6 thoughts on “Gayest Fashion Feature Evah?”

  1. HH: ‘Continuous Lean’ seems to me to be hipsterism pretending to be dandyism. There’s something deathly about hipsterism. Hipster fashion blogs look more like archeology than anything else. That’s why you don’t see many people. Just the things they left behind.

    We probably shouldn’t forget the role of class here. Most of those NYT fashion bloggers strike me as being middle class (in the proper, i.e. non-American sense of the word). In my experience, working class men into fashion tend to be much less ‘restrained’ than the middle class types, who are usually terrified of vulgarity and of their own bodies. The time-honoured class strategy of attention to ‘detail’ (instead of, say, EFFECT) as you say is a wonderful way of both keeping yourself safely trussed up and keeping the hoi-polloi at bay.

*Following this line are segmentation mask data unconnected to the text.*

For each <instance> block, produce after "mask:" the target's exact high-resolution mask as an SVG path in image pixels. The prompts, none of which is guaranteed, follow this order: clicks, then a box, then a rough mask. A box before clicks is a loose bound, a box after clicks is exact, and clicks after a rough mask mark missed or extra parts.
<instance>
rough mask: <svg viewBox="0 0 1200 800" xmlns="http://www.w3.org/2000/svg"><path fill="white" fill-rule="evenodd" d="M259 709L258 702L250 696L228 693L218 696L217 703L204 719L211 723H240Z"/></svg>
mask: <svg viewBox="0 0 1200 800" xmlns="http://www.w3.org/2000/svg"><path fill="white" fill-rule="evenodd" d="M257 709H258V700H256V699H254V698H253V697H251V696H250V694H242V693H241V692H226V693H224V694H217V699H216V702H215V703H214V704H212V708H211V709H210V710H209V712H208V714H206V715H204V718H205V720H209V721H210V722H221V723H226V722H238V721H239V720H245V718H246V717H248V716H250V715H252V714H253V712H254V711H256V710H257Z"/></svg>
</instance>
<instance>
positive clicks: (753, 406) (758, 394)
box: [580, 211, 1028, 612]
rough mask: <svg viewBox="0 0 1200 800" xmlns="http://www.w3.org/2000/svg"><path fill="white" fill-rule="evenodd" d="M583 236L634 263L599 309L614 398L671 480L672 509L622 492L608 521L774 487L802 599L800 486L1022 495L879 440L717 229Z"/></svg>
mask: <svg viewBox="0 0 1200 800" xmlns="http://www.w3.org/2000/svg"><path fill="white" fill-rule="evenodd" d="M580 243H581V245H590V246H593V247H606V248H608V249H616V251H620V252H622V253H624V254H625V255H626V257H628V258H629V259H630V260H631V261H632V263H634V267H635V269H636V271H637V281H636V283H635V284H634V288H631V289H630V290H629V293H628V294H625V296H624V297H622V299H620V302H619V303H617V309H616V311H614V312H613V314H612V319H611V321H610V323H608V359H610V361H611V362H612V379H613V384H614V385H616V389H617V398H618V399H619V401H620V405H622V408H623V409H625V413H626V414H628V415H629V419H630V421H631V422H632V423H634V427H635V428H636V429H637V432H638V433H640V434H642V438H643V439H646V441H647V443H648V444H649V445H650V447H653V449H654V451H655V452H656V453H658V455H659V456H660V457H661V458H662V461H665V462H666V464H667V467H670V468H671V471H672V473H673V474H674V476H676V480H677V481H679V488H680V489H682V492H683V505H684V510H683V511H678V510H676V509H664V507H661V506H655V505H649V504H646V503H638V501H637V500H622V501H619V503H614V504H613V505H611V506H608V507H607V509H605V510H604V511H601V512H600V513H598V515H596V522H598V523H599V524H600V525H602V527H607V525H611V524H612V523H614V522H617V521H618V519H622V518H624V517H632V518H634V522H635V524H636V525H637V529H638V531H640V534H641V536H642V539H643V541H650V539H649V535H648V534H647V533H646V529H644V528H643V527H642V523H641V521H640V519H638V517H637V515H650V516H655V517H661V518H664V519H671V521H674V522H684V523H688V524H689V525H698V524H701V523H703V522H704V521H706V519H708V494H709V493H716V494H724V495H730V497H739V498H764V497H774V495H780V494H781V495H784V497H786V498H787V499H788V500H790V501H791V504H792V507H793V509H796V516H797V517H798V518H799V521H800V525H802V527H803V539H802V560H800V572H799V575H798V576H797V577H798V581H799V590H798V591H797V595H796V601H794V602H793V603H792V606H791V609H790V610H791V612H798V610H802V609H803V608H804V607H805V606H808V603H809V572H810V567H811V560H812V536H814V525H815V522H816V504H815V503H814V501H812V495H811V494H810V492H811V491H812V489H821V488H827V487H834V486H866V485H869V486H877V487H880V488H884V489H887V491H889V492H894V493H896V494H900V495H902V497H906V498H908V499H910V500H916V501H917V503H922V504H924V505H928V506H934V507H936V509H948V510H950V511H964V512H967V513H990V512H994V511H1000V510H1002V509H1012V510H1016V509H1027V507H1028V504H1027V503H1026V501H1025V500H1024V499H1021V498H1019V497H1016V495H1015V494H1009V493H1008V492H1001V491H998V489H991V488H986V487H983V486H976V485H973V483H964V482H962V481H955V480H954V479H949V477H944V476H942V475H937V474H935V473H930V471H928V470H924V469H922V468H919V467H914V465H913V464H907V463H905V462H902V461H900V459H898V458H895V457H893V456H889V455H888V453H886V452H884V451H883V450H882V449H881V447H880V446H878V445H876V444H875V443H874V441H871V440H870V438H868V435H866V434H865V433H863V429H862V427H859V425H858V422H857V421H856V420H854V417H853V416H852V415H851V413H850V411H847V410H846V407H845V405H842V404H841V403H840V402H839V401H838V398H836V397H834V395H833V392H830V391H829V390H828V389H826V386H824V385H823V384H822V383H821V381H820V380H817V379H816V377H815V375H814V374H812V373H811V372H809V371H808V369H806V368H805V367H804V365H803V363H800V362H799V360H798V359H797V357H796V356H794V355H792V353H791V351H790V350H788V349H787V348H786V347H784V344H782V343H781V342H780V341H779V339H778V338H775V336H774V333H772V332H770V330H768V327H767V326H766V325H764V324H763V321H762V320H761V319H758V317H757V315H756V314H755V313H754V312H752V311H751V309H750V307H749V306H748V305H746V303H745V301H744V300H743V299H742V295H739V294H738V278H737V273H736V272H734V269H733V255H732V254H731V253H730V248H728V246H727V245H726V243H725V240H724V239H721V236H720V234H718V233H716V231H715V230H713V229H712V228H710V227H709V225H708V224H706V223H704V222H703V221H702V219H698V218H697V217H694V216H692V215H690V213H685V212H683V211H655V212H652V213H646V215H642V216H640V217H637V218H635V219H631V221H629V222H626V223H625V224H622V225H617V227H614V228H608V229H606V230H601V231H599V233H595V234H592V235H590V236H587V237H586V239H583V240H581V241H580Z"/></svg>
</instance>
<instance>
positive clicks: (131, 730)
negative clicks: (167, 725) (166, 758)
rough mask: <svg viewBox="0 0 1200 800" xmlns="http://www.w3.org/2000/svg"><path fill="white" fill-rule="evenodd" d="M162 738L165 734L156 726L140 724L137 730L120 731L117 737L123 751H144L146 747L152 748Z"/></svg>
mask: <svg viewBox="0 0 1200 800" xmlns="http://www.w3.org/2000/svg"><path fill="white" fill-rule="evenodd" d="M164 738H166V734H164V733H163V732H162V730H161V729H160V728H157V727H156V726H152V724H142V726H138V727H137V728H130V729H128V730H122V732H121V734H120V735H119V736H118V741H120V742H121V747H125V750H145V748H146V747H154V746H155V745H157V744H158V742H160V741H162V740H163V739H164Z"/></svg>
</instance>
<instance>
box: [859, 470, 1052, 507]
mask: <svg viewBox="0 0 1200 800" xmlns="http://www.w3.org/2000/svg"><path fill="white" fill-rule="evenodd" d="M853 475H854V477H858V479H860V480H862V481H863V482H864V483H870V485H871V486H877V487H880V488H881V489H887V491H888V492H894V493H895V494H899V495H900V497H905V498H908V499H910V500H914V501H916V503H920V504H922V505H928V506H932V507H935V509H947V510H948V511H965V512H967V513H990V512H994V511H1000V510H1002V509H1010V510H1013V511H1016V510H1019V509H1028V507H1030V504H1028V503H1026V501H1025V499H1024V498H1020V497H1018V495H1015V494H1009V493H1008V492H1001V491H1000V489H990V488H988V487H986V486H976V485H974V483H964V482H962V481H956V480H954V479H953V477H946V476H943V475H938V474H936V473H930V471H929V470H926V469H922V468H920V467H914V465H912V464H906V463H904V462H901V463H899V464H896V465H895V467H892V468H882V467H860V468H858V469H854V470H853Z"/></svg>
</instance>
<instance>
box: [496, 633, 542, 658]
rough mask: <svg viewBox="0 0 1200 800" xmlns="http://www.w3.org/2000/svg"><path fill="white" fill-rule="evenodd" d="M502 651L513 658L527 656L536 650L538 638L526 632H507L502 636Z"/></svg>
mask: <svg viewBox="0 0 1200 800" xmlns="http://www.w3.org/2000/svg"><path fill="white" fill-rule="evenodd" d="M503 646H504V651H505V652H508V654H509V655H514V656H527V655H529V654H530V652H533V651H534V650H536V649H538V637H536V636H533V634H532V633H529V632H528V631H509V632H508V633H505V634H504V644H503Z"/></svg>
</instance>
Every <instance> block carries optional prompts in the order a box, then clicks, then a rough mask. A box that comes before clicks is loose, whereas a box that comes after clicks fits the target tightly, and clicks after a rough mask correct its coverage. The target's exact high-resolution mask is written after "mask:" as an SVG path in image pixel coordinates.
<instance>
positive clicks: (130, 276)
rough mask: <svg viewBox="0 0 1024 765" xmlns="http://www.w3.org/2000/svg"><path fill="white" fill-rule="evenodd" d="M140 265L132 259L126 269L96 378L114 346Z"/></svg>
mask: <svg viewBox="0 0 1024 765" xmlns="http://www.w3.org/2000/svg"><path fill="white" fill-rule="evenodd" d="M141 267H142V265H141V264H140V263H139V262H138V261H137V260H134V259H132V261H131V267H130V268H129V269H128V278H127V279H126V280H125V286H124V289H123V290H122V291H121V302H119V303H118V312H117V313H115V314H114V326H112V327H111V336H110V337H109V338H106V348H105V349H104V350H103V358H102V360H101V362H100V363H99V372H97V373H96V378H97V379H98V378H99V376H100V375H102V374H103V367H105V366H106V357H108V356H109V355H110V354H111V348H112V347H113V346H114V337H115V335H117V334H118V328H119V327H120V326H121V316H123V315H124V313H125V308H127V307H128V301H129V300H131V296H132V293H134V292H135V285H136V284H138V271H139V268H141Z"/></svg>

    The NYT is of course the paper of record for American middle class neuroses.

    Accordingly, the Grey Lady has been losing her marbles for some years now.

  2. They may not be retrosexual, but they’re certainly retro-orthodox.

    Harking back to the 1960s is way too easy for them. The first item on today’s Continuous Lean, January 16, is about a bunch of guys who got together to resurrect an 1859 workshop-apron company. That’s a three posts above Churchill in the top hat.

    With the exception of our pal Mr. Mort, these cybernauts of man-clobber tell men to hide among the details, attention to which the Times so loudly praises.

    It’s a fine masculine tradition. Men used to hide among the details of their cars, baseball stats, fishing rods, stock deals, cuban cigars, or any other damn thing they could talk about. As long as it wasn’t about themselves.

    Look at how Jake Davis praises Donwan Harrell’s office. The place is so swamped in detail that…well, it’s an aesthetic mess.

    What strikes me, especially with A Continuous Lean, is how many objects there are, and how few people wearing them. It is kind of like an IKMEA instruction booklet on how to dress, without the occasional smiling cartoon.

    They remove any form of self expression from choosing clothes. As well as a good deal of the overt sex.

    Not that there’s anything wrong with that, necessarily. A refined fashion or aesthetic sense needn’t be loud, or highly sexualised.

    But an obsession with detail isn’t the same thing as a passion for style. Quite the opposite.

    The major menswear item they seem to recommend is a good old-fashioned emotional straitjacket.

    These guys reminds me why I choose to read Esquire.

    BTW, on “indavertent hilarity”; the Grey Lady has grown tone deaf of late. Have you caught up with the “Truth Vigilante” cyberstorm, Mark?

  3. “Fashion blogger?” Isn’t that pretty much the same thing as “professional wanker”?

    I’d like to get paid for playing with myself and writing about it, too, but then I find most “fashion,” men’s or women’s, a total turn-off.

    The poor old Times is just desperate these days, like all print publications. Their concept of “gay” has just about caught up to the 1980s.